Ethanol Most of the early methods for ethanol analysis in biological fluids and tissues used wet chemical methods. Due to its volatility, ethanol can be easily separated from a biological matrix by distillation or microdiffusion. Microdiffusion is more amenable to batch analysis than is distillation. Potassium dichromate and sulfuric acid is a common color reagent which is placed in the center well of a Con-way microdiffusion cell. In the presence of ethanol or any other volatile reducing substance, dichromate is converted to the chromic ion, with a change of color from yellow to green. This color test can be observed visually, making this a simple screening method. The main drawback to this method is that it is nonspecific for ethanol; other aldehydes and ketones will oxidize and interfere with the ethanol quantitation.
Ethchlorvynol Although ethchlorvynol is rarely used today as a sedative-hypnotic, a specific and sensitive color test had been developed during a period of greater use. Diphenylamine is added to urine or a protein-free filtrate of blood. Concentrated sulfuric acid is gently poured down the side of the tube and a red color at the interphase represents a positive test.
Imipramine The Forrest reagent can be used to identify toxic concentrations of imipramine, desipra-mine, clomipramine or trimipramine. The reagent consists of equal portions of 0.2% potassium dichro-mate, 30%, v/v, sulfuric acid, 20% perchloric acid and 50% nitric acid. A green color is a positive test for any of the mentioned drugs. Phenothiazines will also produce a color with this reagent.
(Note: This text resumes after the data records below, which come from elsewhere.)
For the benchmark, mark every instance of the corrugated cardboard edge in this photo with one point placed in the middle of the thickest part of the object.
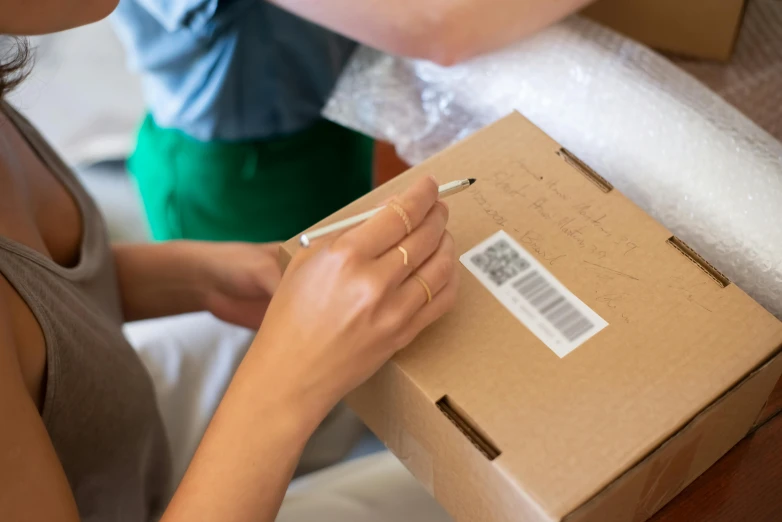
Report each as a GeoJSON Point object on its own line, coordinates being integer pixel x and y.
{"type": "Point", "coordinates": [655, 480]}
{"type": "Point", "coordinates": [426, 441]}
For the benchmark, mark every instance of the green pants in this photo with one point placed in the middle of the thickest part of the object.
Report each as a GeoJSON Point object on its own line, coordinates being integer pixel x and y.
{"type": "Point", "coordinates": [256, 191]}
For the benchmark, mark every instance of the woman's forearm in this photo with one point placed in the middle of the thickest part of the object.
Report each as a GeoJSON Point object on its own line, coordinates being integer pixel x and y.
{"type": "Point", "coordinates": [249, 452]}
{"type": "Point", "coordinates": [159, 279]}
{"type": "Point", "coordinates": [445, 31]}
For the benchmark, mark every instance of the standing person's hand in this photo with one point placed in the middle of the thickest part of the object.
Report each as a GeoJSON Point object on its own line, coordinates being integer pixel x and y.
{"type": "Point", "coordinates": [344, 308]}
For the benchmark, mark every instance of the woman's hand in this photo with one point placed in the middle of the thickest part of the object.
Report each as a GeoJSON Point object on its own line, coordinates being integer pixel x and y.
{"type": "Point", "coordinates": [234, 281]}
{"type": "Point", "coordinates": [345, 307]}
{"type": "Point", "coordinates": [240, 281]}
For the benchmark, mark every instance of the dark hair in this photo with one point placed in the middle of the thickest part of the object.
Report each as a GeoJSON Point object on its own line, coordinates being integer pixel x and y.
{"type": "Point", "coordinates": [15, 62]}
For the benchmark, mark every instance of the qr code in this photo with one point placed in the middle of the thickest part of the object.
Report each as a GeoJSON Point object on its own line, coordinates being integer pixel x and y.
{"type": "Point", "coordinates": [500, 262]}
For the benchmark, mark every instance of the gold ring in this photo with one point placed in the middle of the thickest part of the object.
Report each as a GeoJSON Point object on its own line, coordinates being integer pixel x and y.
{"type": "Point", "coordinates": [404, 253]}
{"type": "Point", "coordinates": [426, 287]}
{"type": "Point", "coordinates": [396, 207]}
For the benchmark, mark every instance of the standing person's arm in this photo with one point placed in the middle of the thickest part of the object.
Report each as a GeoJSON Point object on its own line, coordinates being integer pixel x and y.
{"type": "Point", "coordinates": [444, 31]}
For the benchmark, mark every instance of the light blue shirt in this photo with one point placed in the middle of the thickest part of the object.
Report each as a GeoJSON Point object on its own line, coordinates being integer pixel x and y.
{"type": "Point", "coordinates": [229, 70]}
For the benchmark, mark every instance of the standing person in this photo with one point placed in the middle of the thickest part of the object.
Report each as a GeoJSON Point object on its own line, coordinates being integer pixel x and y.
{"type": "Point", "coordinates": [81, 437]}
{"type": "Point", "coordinates": [234, 146]}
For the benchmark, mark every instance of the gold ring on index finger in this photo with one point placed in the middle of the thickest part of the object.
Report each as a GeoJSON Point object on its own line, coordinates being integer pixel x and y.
{"type": "Point", "coordinates": [425, 287]}
{"type": "Point", "coordinates": [404, 253]}
{"type": "Point", "coordinates": [396, 207]}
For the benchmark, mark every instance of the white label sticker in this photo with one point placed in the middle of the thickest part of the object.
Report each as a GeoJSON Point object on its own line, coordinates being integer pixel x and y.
{"type": "Point", "coordinates": [532, 294]}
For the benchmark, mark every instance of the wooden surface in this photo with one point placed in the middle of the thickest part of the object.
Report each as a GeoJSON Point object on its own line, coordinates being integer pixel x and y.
{"type": "Point", "coordinates": [744, 486]}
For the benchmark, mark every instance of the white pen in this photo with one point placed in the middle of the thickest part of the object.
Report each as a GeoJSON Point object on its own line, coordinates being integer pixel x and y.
{"type": "Point", "coordinates": [449, 189]}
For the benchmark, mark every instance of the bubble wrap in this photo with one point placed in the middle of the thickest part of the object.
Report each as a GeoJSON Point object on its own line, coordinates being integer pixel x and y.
{"type": "Point", "coordinates": [673, 146]}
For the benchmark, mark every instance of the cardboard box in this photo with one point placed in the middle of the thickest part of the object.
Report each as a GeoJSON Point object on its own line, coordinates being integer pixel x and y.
{"type": "Point", "coordinates": [502, 418]}
{"type": "Point", "coordinates": [694, 28]}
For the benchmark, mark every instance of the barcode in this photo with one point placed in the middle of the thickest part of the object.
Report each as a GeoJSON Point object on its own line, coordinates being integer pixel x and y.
{"type": "Point", "coordinates": [553, 306]}
{"type": "Point", "coordinates": [526, 288]}
{"type": "Point", "coordinates": [500, 262]}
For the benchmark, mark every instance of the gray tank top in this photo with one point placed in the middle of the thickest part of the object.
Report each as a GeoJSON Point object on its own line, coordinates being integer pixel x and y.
{"type": "Point", "coordinates": [100, 408]}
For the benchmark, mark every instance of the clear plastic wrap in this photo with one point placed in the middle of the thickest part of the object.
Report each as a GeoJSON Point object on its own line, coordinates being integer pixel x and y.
{"type": "Point", "coordinates": [669, 143]}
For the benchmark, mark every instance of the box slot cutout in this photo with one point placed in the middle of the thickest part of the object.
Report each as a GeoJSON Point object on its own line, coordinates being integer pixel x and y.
{"type": "Point", "coordinates": [586, 170]}
{"type": "Point", "coordinates": [698, 261]}
{"type": "Point", "coordinates": [468, 428]}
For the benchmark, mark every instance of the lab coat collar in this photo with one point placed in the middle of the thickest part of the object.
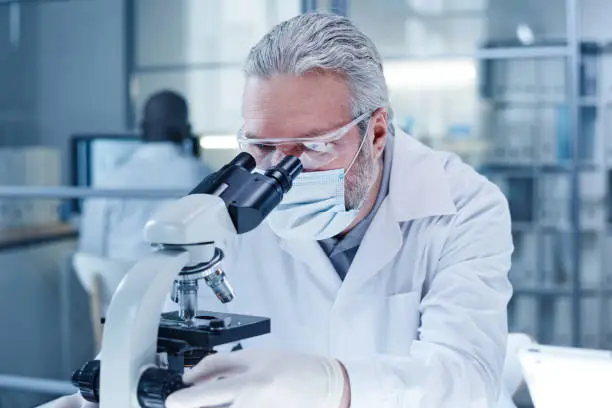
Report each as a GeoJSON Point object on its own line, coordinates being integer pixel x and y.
{"type": "Point", "coordinates": [419, 186]}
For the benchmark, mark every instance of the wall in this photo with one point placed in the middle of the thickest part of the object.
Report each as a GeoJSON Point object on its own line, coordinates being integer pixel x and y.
{"type": "Point", "coordinates": [81, 70]}
{"type": "Point", "coordinates": [18, 75]}
{"type": "Point", "coordinates": [30, 306]}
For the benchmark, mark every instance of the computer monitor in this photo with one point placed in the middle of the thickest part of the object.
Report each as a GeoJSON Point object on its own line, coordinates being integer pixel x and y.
{"type": "Point", "coordinates": [93, 155]}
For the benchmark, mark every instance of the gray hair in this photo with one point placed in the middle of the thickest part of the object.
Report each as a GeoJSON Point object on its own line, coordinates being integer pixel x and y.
{"type": "Point", "coordinates": [327, 42]}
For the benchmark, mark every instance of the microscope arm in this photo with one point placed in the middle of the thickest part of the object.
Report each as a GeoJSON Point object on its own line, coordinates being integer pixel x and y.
{"type": "Point", "coordinates": [229, 202]}
{"type": "Point", "coordinates": [132, 322]}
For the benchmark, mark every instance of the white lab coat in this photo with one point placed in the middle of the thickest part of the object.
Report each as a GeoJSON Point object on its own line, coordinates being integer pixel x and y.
{"type": "Point", "coordinates": [420, 320]}
{"type": "Point", "coordinates": [113, 228]}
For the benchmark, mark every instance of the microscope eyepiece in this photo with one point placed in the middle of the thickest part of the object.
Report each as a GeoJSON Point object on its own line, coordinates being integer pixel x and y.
{"type": "Point", "coordinates": [286, 171]}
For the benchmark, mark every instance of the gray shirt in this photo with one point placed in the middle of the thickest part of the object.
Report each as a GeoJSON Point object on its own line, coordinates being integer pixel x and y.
{"type": "Point", "coordinates": [341, 251]}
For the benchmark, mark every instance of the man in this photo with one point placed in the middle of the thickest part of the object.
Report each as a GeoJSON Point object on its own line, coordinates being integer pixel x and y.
{"type": "Point", "coordinates": [112, 228]}
{"type": "Point", "coordinates": [384, 270]}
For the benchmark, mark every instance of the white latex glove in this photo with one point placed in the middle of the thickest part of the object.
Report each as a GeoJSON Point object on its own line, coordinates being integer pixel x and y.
{"type": "Point", "coordinates": [262, 378]}
{"type": "Point", "coordinates": [70, 401]}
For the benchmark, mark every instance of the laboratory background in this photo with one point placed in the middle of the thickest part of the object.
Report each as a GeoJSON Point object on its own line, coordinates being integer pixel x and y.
{"type": "Point", "coordinates": [520, 89]}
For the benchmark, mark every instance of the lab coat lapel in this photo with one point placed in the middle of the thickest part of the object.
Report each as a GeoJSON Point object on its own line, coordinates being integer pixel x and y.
{"type": "Point", "coordinates": [319, 265]}
{"type": "Point", "coordinates": [380, 244]}
{"type": "Point", "coordinates": [418, 188]}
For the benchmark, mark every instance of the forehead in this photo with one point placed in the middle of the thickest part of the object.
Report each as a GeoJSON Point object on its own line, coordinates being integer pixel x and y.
{"type": "Point", "coordinates": [295, 106]}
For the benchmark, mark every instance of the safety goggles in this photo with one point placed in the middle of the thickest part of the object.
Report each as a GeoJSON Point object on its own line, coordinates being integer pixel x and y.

Methanol A color test specific for methanol involves the oxidation of methanol to formaldehyde by 3% potassium permanganate. Sodium bisulfite and chromotropic acid are then added, followed by a layering of concentrated sulfuric acid. A purple color at the acid/filtrate interface is a positive test. The test needs to be repeated without the addition of permanganate to rule out the presence of formaldehyde in the specimen.
Nitrite Although nitrites have been used for many years as antihypertensive agents, the need to test for nitrites in urine specimens has taken on greater importance over the past several years. Nitrite adulteration causes a significant reduction in the recovery of the major urinary metabolite of marijuana when tested by gas chromatography/mass spectrometry. Urine specimens can be screened for the presence of nitrites by adding 0.6% sulfanilic acid in 20% hydrochloric acid and 0.48% naphthylamine in 20% hydrochloric acid. A red color is a positive screening test.
Paraquat Paraquat is reduced by an alkaline solution of 1% sodium dithionite to produce a purple color. Diquat will yield a green color under similar conditions.
Salicylate Salicylate, the metabolite of aspirin, reacts with an acidic solution of ferric chloride to produce a purple color. This color reaction requires the presence of both the free phenolic group and the free carboxylic acid group that appears on the salicy-late molecule. Therefore, aspirin itself will not produce a positive result prior to hydrolysis to salicylate. This color test has sufficient sensitivity to detect therapeutic use of salicylate.